J'ai enfin achevé ma fiction interactive Astres Solitaires, qui m'a achevé en retour.
Il m'aura donc fallu plus de cinq ans de travail et de pénible introspection pour enrichir le premier jet que j'avais rendu public sous le titre de L'Observatoire, à l'occasion de la French comp 2016 organisée comme tous les ans par le site Fiction-interactive.
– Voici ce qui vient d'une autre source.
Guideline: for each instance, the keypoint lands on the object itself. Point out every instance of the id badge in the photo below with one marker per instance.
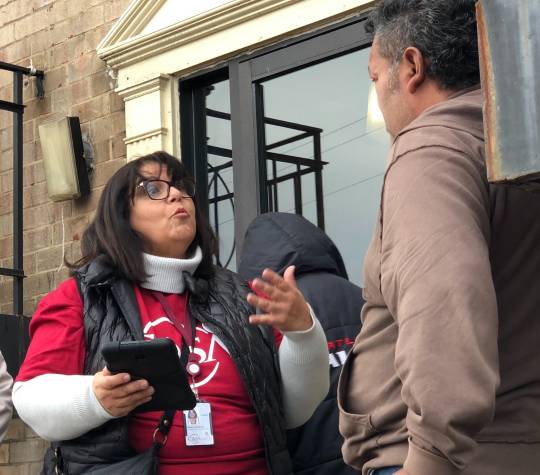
(198, 425)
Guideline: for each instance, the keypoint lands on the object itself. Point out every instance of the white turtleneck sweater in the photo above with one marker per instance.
(62, 407)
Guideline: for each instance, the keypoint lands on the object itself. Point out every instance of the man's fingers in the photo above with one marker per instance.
(259, 302)
(265, 289)
(288, 276)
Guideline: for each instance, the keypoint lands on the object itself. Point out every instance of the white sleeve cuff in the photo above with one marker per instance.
(58, 406)
(305, 374)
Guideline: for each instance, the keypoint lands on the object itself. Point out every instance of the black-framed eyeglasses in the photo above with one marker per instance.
(160, 189)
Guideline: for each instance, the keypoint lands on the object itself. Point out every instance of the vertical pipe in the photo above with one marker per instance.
(18, 195)
(318, 180)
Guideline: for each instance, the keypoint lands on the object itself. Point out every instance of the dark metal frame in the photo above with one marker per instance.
(15, 349)
(247, 75)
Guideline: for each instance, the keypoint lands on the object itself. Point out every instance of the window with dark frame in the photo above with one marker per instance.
(293, 134)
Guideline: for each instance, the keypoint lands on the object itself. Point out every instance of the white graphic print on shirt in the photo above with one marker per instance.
(205, 347)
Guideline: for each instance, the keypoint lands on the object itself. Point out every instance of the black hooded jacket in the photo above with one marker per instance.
(276, 241)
La quantité de contenu additionnel m'a paru justifier un changement de titre, afin que l'on comprenne qu'il ne s'agit pas que d'une simple version 2.0 : à titre de comparaison, un walkthrough d'Astres solitaires fait environ 16 000 mots contre 6000 mots pour la version de fin 2015.
*
Dans l'ensemble, si je devais faire un bilan de la création de cette fiction interactive et déterminer ce que je pense aujourd'hui du résultat, je dirais que c'est plutôt un échec. Son plus grand mérite est d'exister, et ce n'est pas rien, car amener une oeuvre à l'existence est toujours un accomplissement et une satisfaction. Mais aussi bien concernant l'histoire elle-même que la façon dont elle se développe au gré des actions du joueur, je ne suis pas satisfait.
Tout le côté sombre, mélancolique, pessimiste, pathétique, etc... du personnage et de son histoire m'est progressivement devenu insupportable et le fait de vouloir être débarrassé, purement et simplement débarrassé d'une telle concentration de négativité dans ma vie a joué un grand rôle dans mon empressement à terminer le jeu, au détriment de son amélioration.
J'avais prévu, ces derniers mois, d'implémenter encore du contenu supplémentaire et même d'introduire un quatrième personnage jouable (qui aurait été un ex-milicien, avec ses propres souvenirs, PNJ spécifiques, actions spécifiques, etc) mais j'ai renoncé par fatigue et par dégoût.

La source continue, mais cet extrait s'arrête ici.